Contrary to Eed-to-End (e2e) and Softmax structures, this process reduces computing complexity while maintaining competent processing speed and accuracy. Another experiment evaluated the performance of the suggested approach in terms of feature extraction as well as the final classification while also addressing the issue of computational complexity. According to Table 6, several transfer learning algorithms based on extractive features have different computational complexity and accuracy. Model engineering (ME) architectures were used to estimate the runtimes of numerous transfer learning models.

Table 6 The following table compares how accurate the extracted features are and how computationally complex they are.
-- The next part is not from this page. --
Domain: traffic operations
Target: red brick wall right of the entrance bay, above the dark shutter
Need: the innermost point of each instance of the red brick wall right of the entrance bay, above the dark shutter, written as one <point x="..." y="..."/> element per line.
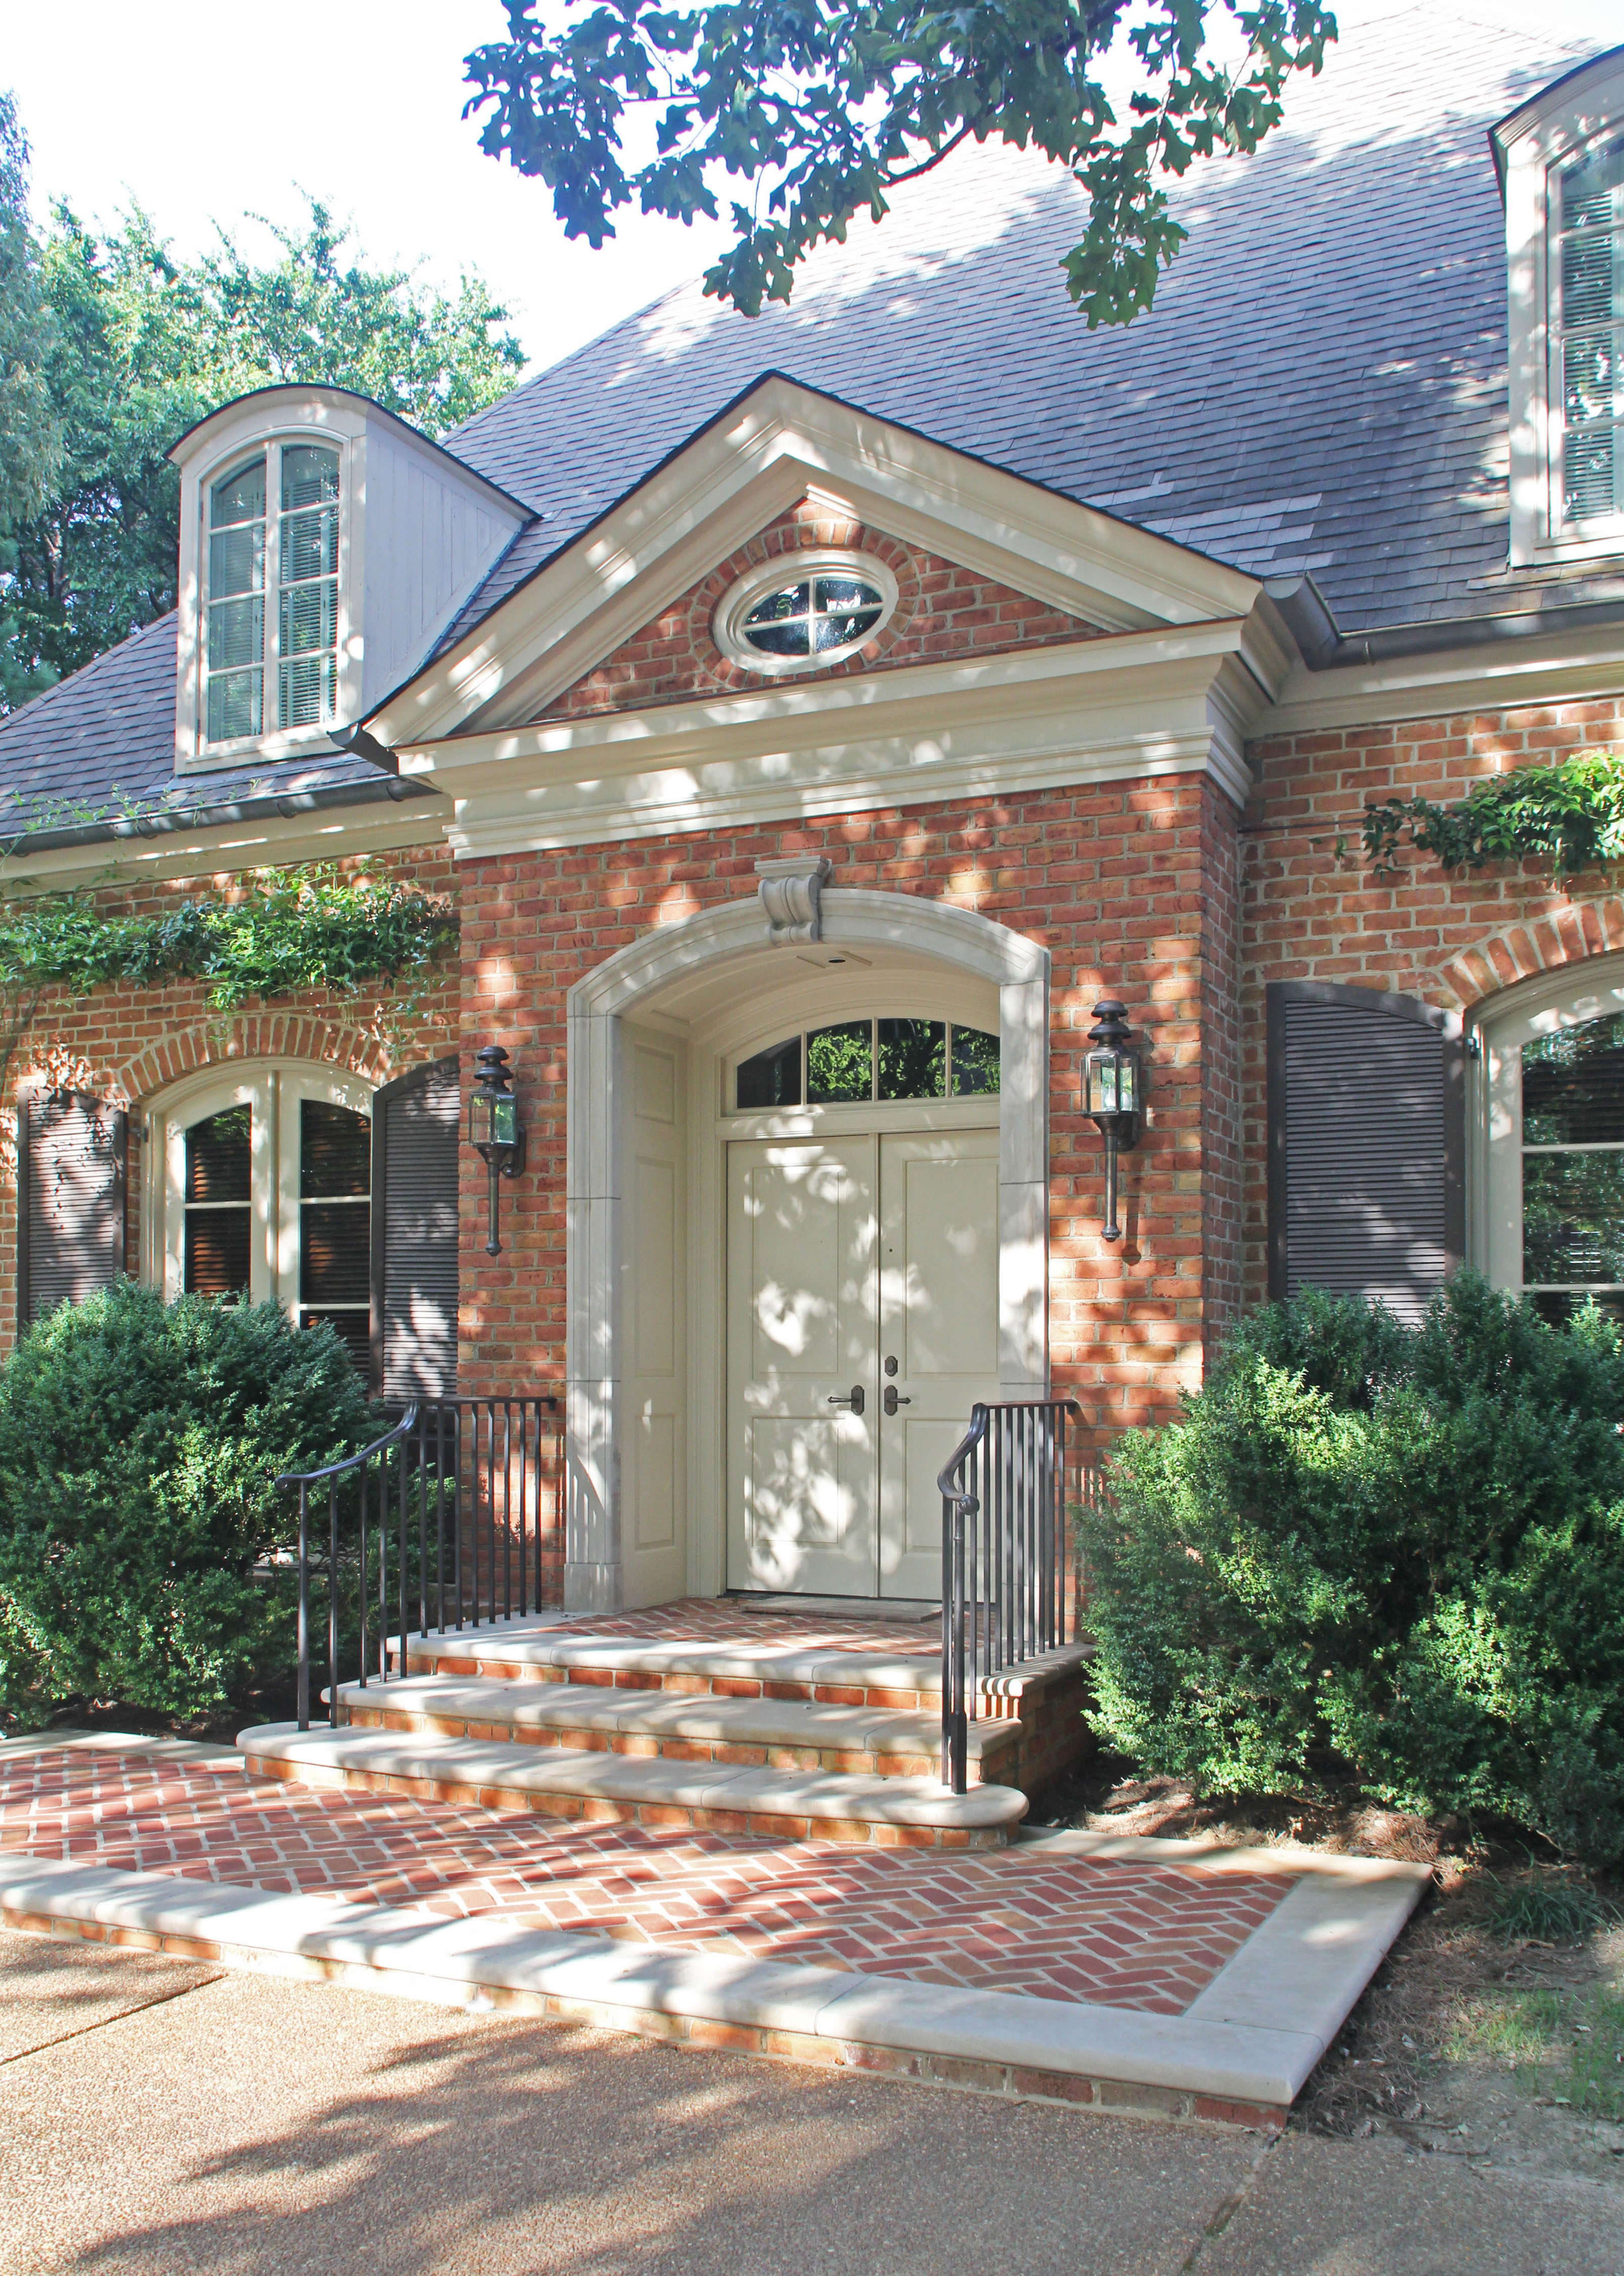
<point x="1447" y="939"/>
Computing times are an average of three training runs using various TL models.

As well, we examine our method in light of the most recent research on CRC classification based on deep learning. Table 7 shows the statistical assessments made in NCT-CRC-HE-100K. Chen et al.³⁷ and Ghosh et al.⁵¹ developed an approaches that has resulted in better results in recent years. Compared to Chen et al.³⁷, our strategy outperforms another based on average accuracy.

Table 7 Based on the NCT-CRC-HE-100 K and Kather texture 2016 images, a comparison is made of quantitative methods and our proposed model.
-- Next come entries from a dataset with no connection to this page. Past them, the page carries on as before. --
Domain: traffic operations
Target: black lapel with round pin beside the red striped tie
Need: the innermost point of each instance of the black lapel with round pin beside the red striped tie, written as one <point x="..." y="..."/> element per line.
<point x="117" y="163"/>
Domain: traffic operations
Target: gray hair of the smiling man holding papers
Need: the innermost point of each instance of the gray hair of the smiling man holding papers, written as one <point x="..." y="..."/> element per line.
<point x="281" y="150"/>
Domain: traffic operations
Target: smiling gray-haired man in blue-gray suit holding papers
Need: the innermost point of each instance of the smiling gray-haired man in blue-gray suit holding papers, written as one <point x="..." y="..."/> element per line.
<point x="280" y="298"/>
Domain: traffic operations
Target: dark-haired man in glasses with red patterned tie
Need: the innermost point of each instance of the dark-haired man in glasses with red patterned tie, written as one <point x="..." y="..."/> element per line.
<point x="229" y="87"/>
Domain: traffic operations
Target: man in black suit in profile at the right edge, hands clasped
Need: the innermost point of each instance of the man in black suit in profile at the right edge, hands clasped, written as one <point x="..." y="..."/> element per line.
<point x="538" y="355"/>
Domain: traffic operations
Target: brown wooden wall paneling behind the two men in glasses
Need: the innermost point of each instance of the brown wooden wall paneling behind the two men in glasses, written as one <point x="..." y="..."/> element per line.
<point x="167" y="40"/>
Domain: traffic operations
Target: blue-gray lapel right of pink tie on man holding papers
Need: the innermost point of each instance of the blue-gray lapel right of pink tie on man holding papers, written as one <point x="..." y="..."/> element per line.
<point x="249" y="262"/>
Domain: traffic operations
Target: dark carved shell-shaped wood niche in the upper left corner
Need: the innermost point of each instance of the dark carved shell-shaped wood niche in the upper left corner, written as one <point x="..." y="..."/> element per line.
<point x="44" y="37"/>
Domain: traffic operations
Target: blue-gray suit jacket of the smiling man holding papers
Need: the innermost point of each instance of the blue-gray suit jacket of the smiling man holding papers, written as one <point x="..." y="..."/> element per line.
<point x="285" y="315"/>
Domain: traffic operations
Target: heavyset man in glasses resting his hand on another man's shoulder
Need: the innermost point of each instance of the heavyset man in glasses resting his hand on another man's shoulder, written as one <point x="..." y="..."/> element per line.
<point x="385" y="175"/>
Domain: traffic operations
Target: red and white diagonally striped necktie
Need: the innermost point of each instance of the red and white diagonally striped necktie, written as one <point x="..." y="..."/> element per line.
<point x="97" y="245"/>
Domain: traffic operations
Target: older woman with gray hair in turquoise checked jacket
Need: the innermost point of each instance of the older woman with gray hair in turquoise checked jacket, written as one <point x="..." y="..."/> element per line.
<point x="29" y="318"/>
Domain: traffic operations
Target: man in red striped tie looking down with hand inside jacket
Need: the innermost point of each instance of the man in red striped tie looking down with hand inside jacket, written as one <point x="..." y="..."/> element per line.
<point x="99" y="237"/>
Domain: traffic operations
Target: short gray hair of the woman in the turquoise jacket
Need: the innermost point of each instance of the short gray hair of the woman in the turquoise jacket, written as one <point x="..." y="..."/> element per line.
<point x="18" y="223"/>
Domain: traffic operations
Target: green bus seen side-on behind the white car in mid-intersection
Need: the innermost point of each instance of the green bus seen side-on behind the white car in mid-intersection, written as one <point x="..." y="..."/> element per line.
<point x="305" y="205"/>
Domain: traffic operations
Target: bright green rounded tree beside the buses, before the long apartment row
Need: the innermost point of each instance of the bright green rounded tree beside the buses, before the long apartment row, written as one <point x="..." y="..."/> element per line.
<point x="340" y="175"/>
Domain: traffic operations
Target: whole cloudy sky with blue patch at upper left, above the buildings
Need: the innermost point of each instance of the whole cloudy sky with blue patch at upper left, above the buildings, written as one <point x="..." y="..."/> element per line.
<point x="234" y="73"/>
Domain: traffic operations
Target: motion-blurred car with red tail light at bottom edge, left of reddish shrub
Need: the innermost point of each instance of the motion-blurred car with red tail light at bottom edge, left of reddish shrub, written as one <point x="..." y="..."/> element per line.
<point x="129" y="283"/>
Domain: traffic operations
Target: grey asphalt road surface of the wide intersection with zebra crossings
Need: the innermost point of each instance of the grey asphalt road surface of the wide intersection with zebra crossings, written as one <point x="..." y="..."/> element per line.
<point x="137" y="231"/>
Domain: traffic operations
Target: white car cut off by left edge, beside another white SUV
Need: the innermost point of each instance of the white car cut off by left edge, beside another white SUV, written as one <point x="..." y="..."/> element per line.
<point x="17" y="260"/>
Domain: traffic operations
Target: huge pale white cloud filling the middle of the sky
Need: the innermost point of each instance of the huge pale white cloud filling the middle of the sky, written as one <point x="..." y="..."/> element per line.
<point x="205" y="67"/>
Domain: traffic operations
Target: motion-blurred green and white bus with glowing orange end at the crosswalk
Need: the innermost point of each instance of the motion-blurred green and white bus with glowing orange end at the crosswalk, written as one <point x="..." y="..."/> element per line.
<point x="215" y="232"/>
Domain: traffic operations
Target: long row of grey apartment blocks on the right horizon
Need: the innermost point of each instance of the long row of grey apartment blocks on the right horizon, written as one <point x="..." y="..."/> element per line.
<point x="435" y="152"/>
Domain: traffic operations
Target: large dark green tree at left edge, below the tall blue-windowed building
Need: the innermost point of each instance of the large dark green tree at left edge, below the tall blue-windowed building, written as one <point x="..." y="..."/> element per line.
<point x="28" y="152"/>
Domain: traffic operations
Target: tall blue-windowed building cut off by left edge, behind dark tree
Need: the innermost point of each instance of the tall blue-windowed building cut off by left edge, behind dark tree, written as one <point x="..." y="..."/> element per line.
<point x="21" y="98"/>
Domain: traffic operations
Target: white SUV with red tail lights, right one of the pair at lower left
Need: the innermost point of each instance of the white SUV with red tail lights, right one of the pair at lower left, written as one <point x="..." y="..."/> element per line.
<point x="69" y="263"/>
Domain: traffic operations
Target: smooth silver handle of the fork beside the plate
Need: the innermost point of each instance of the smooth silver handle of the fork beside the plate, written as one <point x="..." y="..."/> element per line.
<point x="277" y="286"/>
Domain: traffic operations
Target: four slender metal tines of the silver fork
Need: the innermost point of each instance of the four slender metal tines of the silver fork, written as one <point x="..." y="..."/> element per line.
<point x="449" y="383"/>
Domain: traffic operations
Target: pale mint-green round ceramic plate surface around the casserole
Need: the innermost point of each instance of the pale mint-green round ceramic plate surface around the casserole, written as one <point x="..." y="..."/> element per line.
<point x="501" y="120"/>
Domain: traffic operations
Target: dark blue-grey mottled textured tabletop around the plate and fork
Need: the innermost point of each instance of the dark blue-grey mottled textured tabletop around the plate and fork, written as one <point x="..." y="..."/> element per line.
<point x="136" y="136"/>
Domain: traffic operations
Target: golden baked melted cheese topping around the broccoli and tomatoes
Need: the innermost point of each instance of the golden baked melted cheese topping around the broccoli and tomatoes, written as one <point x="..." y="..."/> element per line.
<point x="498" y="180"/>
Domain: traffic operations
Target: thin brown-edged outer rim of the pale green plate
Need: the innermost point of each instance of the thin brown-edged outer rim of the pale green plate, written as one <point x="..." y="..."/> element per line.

According to Chen et al.³⁷, the suggested architecture has an average accuracy of 99.78%, which is 0.02% lower than IL-MCAM and 0.06% higher than MCAM. Our method is more generalizable than their models, and the computational complexity of the proposed method has been reduced substantially. Additionally, they did not mention asymmetrical light distributions and color intensifications caused by staining, as well as the excessive tissue complexity of the histopathological image.
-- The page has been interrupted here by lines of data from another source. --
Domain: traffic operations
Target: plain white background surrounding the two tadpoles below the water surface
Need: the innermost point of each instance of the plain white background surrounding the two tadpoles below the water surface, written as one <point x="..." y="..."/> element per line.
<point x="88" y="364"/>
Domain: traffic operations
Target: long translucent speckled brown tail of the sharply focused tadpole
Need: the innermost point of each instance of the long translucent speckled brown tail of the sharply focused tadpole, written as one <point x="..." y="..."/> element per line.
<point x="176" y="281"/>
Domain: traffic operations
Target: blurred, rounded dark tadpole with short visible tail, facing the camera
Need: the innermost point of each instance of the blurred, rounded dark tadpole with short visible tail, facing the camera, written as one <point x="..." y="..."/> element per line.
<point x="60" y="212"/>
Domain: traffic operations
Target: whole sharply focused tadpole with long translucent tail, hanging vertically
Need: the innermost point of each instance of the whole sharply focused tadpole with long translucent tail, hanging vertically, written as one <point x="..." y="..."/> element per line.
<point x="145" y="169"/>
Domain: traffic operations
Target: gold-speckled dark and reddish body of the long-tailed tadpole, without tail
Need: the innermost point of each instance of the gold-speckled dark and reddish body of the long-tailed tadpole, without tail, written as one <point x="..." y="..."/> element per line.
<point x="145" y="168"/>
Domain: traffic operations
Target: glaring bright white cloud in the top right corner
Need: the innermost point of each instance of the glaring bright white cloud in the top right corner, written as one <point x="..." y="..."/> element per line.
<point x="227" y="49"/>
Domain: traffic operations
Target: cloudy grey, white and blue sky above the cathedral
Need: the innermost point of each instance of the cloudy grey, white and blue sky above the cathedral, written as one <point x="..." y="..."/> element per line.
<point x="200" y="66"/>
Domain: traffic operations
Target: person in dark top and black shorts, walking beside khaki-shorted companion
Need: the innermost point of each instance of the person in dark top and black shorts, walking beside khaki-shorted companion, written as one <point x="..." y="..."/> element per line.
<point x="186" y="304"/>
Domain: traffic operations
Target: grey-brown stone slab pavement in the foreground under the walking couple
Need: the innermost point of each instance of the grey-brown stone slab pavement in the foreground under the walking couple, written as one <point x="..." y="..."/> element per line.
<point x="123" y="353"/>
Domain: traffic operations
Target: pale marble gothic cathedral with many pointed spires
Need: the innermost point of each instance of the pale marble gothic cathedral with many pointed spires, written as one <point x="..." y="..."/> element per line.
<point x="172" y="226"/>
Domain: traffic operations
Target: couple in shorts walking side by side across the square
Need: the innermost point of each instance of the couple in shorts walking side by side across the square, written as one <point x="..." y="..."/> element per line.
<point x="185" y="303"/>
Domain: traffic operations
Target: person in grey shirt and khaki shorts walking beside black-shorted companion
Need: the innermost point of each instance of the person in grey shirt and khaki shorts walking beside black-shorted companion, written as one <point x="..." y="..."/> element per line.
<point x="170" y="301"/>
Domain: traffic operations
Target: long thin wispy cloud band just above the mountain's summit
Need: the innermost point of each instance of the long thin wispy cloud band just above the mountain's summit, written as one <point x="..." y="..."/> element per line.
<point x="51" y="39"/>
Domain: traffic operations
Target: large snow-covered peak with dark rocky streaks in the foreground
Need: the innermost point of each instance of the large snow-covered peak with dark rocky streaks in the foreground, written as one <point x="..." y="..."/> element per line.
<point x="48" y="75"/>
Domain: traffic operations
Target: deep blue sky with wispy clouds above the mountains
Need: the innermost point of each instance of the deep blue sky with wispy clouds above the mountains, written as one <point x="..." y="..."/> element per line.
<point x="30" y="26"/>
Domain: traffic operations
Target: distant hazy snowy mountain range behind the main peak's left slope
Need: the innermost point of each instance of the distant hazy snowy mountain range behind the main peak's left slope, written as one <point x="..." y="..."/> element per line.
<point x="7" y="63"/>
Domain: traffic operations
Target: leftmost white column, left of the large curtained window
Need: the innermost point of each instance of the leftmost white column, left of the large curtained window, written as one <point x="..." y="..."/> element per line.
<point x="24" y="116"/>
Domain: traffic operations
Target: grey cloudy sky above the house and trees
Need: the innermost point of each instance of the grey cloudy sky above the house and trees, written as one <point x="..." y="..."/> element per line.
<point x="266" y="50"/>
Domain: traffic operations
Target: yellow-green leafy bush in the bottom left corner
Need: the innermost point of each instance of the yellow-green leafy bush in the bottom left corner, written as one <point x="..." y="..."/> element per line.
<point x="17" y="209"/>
As the early diagnosis of colon tumors is crucial, precise and fast classification of HIs is a critical step in cancer detection. Accurate classification algorithms must perform effectively in the absence of annotated datasets to minimize pathologists' workload. The hybrid strategy demonstrated in this study was suggested as a generalizable procedure for overcoming time and learning constraints, as well as to facilitate the deployment of HI images in clinics and for accurate classifications.

Conclusion

We introduced a hybrid architecture that incorporates dilated DTL processes and effective learning to classify colorectal cancer (CRC) based on histopathological images. The suggested framework uses a dilated ResNet-101 model that incorporates an attention module for automatic feature generation and learning to analyze colorectal cancer histology texture. A NCA-based feature selection procedure was utilized to reduce the computational complexity after the features were extracted. The selected feature was then fed to a robust DeepSVM classifier to classify colorectal cancer multi-class texture. The suggested method outperforms traditional deep learning models in both training and testing. Consequently, the improved model is a reasonable solution for identifying and classifying colorectal cancer. In contrast to other similar methods, which cannot be generalized and are subject to uncertainty, the proposed method often does not compromise accuracy when complex sections and textures are included in HIs. In extensive experiments using Kather_texture_2016 and NCT-CRC-HE-100K datasets, the generalizability of the proposed framework is demonstrated. As a comparison, we used many unseen collections of histology images in the experiment. In the future, we will combine and permute attention mechanisms with deep learning models to select the optimal model. Further, we will investigate the effects of convolutional layers on classification performance by incorporating attention mechanisms into separate aspects of deep learning models.